# Worksheet 04

Name:  Truc Duong
UID: U40568683

### Topics

- Distance & Similarity

### Distance & Similarity

#### Part 1

a) In the minkowski distance, describe what the parameters p and d are.


1. **p:** The \(p\) parameter in Minkowski distance determines the order of the distance metric. It is a non-negative real number. When \(p = 1\), it corresponds to Manhattan distance, and when \(p = 2\), it corresponds to Euclidean distance. Generally, \(p\) can take any positive real value, which leads to different variations of Minkowski distance.
2. **d:** \(d\)  refers to the number of dimensions in the space in which you are measuring the distance. For example, in a 2-dimensional space (like the Cartesian plane), \(d = 2\). In a 3-dimensional space, \(d = 3\), and so on.

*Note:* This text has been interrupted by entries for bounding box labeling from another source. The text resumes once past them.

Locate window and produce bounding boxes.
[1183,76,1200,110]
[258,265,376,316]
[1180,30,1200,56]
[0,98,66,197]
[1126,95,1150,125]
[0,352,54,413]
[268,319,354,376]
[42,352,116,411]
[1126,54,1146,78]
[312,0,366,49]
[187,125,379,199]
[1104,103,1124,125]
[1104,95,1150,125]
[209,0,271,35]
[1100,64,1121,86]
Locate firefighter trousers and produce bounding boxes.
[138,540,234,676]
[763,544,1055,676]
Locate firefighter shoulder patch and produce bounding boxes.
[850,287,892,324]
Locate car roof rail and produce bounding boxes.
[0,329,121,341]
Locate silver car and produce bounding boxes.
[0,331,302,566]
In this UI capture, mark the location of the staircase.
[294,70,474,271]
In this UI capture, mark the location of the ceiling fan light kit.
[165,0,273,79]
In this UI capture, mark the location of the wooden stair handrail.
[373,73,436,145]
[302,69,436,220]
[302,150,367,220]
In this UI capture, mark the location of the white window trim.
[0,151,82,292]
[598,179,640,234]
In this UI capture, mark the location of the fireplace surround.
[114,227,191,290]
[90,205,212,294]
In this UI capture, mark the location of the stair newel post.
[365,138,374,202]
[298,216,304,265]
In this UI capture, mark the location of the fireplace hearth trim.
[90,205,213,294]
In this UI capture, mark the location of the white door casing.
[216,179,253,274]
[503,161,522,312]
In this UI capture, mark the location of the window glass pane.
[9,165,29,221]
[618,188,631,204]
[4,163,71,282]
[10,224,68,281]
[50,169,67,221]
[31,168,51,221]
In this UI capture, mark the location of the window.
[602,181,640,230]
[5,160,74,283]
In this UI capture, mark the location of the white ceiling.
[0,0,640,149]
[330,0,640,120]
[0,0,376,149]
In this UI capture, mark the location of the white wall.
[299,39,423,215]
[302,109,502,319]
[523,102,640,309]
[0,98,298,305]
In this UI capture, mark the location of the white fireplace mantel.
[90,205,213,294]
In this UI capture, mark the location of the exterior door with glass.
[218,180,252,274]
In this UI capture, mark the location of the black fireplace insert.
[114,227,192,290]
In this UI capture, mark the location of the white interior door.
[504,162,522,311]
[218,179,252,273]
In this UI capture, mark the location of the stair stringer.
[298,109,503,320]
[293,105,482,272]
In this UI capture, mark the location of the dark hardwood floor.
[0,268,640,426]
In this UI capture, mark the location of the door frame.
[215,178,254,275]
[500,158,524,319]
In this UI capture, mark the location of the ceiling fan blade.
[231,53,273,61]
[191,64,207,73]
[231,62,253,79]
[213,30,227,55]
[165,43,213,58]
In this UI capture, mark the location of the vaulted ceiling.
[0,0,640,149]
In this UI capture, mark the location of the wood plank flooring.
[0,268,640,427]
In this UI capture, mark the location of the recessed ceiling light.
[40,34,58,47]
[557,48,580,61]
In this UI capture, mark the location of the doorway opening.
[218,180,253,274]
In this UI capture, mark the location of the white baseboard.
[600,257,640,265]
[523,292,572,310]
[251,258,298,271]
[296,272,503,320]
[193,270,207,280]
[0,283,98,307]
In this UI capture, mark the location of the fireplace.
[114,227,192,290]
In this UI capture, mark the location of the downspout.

b) In your own words describe the difference between the Euclidean distance and the Manhattan distance.

- Euclidean distance between 2 points is the length of the  straight line between them.
- Manhattan distance between 2 points is how far away they are when you can only move in straight lines, in on a grid.

Consider A = (0, 0) and B = (1, 1). When:

- p = 1, d(A, B) = 2
- p = 2, d(A, B) = $\sqrt{2} = 1.41$
- p = 3, d(A, B) = $2^{1/3} = 1.26$
- p = 4, d(A, B) = $2^{1/4} = 1.19$

c) Describe what you think distance would look like when p is very large.


When \(p\) is extremely large, the Minkowski distance will primarily be determined by the maximum absolute difference in any dimension:


In this specific case of A(0, 0) and B(1, 1), no matter how large \(p\) is, the maximum absolute difference in any dimension will always be \(1\). Therefore, for extremely large values of \(p\), the Minkowski distance will approach \(1\).


d) Is the minkowski distance still a distance function when p < 1? Expain why / why not.

No. One counter example is the below case, where the triangle inequality is violated.
![Screen%20Shot%202023-09-25%20at%205.05.55%20PM.png](attachment:Screen%20Shot%202023-09-25%20at%205.05.55%20PM.png)

e) when would you use cosine similarity over the euclidan distance?

- when we want to see if the 2 objects are similar in direction
- 2 proportional vectors have cosine similarity of 1
- 2 orthogonal vectors have cosine similarity of 0
- 2 opposite vectors have cosine similarity of -1
- We use cosine similarity over euclidean distance when we are more interested in the angle, rather than the euclidean distance.
-> When direction matters more than magnitude

f) what does the jaccard distance account for that the manhattan distance doesn't?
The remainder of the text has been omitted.